Konsumsi air suatu tanaman dapat didefinisikan sebagai jumlah air yang diperlukan untuk memenuhi kehilangan air melalui evapotranspirasi (Hedi, 2010). Evapotranspirasi terdiri atas dua proses yaitu evaporasi dan transpirasi. Jumlah evapotranspirasi kumulatif selama pertumbuhan tanaman yang harus dipenuhi oleh air irigasi, dipengaruhi oleh jenis tanaman, radiasi surya, sistem irigasi, lamanya pertumbuhan, hujan, dan faktor lainnya. Jumlah air yang ditranspirasikan tanaman bergantung pada jumlah lengas yang tersedia di daerah perakaran, suhu dan kelembaban udara, kecepatan angin, intensitas dan lama penyinaran, tahapan pertumbuhan, serta tipe daun (Satar, 2010). Menurut Sintia (2008) beberapa faktor yang mempengaruhi konsumsi air pada tanaman adalah jenis, bentuk, dan umur tanaman, lokasi dan kondisi sekitar tanaman, jenis media tanam, musim, dan ukuran pot.
(1) Jenis, Bentuk, dan Umur Tanaman
Beberapa jenis tanaman berdasarkan konsumsi airnya adalah tanaman yang perlu air dalam jumlah banyak, tanaman yang perlu air dalam jumlah sedang, dan tanaman yang perlu air dalam jumlah yang sedikit. Bentuk daun juga harus diperhatikan, jika daun besar dan tipis maka tidak tahan pada kondisi kering karena proses transpirasi yang tinggi, dan jika pada daun terdapat lapisan lilin maka tanaman tahan pada kondisi kering karena proses tranpirasi tertahan dengan lapisan lilin tersebut.
(2) Lokasi dan Kondisi Sekitar Tanaman
Tanaman yang ditanam di bawah naungan akan berbeda konsumsi airnya dengan tanaman yang ditanam langsung terkena sinar matahari.
(3) Jenis Media Tanam
Media adalah tempat menopangnya tanaman dan merupakan material yang langsung bersentuhan dengan akar. Oleh karena itu, penting mengetahui sifat media terhadap daya pegang air. Media tanam yang digunakan harus sesuai dengan jenis tanaman yang akan ditanam.
(4) Musim
Saat musim kemarau tentunya tanaman lebih banyak membutuhkan air dibandingkan saat musim hujan.
(5) Ukuran Pot
Hal ini terkait dengan kelembaban media dalam pot. Pot kecil akan mempunyai tingkat kelembaban yang lebih kecil jika dibandingkan dengan media pada pot yang besar. Pot besar juga mempunyai kelebihan dalam pertumbuhan akar tanaman. Banyaknya ruang yang tersedia dapat memberikan ruang yang cukup untuk bernafasnya akar, sehingga akar optimum untuk menyerap air.

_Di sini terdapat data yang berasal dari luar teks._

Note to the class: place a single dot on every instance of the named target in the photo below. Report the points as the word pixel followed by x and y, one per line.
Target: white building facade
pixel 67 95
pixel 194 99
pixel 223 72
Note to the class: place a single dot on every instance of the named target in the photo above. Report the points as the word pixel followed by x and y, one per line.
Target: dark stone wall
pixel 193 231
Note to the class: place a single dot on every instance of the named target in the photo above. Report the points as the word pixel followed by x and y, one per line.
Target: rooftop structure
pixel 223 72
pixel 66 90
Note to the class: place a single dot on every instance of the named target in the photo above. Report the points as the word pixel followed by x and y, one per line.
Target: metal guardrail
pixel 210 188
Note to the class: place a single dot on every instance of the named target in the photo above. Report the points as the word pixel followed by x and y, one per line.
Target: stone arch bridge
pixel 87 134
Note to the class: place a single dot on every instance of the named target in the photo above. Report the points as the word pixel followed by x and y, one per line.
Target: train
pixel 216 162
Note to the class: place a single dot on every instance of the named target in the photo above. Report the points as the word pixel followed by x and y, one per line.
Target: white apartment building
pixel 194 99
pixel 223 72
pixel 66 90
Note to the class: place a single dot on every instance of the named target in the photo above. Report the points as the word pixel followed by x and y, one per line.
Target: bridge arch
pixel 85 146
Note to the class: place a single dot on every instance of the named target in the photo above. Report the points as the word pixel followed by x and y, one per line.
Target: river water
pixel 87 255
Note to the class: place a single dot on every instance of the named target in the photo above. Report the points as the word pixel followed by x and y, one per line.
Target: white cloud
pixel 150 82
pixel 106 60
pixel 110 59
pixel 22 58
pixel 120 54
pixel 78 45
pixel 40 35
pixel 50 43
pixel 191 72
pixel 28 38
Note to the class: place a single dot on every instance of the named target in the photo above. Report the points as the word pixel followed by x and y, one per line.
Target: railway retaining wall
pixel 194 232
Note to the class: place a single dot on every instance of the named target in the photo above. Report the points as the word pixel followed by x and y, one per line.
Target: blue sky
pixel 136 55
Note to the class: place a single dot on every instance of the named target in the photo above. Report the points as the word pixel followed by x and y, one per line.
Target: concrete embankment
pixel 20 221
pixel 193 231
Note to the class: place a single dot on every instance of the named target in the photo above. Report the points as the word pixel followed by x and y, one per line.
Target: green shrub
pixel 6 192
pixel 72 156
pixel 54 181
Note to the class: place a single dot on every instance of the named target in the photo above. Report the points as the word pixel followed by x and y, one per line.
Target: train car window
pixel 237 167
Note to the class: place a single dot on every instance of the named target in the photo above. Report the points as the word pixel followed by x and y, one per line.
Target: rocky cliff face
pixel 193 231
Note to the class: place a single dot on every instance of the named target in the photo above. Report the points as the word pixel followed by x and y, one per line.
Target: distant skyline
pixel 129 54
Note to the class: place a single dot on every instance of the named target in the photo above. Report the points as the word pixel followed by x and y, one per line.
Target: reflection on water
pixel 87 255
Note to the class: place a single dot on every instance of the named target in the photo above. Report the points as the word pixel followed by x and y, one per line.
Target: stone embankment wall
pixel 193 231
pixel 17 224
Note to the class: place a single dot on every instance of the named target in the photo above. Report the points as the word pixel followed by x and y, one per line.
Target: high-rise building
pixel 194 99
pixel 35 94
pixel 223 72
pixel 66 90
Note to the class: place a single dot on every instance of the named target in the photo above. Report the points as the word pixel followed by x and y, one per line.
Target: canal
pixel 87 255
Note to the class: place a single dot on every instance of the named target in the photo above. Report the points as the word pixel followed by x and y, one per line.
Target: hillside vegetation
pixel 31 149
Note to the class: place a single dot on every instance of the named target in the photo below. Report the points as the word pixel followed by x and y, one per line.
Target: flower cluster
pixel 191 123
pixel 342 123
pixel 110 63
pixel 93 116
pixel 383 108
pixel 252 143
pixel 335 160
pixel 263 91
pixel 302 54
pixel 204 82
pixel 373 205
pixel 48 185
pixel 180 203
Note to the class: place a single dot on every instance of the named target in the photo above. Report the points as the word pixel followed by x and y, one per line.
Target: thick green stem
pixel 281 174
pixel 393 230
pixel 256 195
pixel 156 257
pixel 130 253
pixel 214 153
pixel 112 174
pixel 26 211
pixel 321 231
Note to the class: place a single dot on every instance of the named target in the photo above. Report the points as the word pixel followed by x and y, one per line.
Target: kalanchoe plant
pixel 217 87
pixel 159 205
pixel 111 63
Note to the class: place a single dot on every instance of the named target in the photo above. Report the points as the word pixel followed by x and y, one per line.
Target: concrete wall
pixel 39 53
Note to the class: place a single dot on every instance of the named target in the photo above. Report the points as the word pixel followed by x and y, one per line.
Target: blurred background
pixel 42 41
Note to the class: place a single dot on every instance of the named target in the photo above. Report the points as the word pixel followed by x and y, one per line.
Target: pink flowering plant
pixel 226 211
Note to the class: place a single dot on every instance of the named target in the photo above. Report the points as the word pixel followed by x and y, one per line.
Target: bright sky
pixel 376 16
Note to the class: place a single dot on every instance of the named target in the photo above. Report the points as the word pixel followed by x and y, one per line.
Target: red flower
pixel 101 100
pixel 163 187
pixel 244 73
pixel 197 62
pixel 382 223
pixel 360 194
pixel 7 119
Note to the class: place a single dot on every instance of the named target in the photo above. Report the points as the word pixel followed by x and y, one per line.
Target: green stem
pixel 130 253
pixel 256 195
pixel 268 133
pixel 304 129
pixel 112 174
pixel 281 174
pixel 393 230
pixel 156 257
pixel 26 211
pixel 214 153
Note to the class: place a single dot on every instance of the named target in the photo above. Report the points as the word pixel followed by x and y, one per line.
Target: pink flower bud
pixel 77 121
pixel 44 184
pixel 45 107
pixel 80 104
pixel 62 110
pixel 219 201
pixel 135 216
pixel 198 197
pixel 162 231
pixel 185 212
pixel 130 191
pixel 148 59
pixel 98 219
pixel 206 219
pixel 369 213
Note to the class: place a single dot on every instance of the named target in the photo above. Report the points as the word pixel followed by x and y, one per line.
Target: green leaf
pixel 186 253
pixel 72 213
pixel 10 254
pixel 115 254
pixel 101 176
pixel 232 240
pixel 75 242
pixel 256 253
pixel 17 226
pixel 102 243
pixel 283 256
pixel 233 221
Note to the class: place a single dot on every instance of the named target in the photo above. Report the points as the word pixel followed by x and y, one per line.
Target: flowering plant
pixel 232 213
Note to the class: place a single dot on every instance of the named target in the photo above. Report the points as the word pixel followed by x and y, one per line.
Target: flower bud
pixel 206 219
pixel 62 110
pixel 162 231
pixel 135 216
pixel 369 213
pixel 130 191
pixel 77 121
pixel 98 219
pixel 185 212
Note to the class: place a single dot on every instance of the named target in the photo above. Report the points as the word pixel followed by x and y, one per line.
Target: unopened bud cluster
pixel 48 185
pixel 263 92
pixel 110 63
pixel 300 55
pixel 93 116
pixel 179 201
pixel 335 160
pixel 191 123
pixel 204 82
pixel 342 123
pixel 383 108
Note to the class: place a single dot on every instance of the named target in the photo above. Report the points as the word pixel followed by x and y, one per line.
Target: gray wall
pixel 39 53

Gandakoesoemah (1975) menyatakan ada empat cara penetapan kesatuan untuk menyatakan konsumsi air pada suatu kesatuan luas, yaitu: (1) menurut tinggi air yang dibutuhkan untuk sebidang tanah yang ditanami (banyaknya air = tinggi air x luas lahan), (2) volume air yang dibutuhkan pada kesatuan luas untuk sekali penyiraman atau untuk selama pertumbuhannya (m3/ha), (3) kesatuan pengaliran air yaitu kesatuan volume dalam kesatuan waktu pengalirannya untuk kesatuan luas (liter/detik/hektar), dan (4) menentukan luas tanaman yang dapat diairi oleh pengaliran air yang banyaknya tertentu (duty of water) (1 second food = 28.3 liter/detik untuk A ha).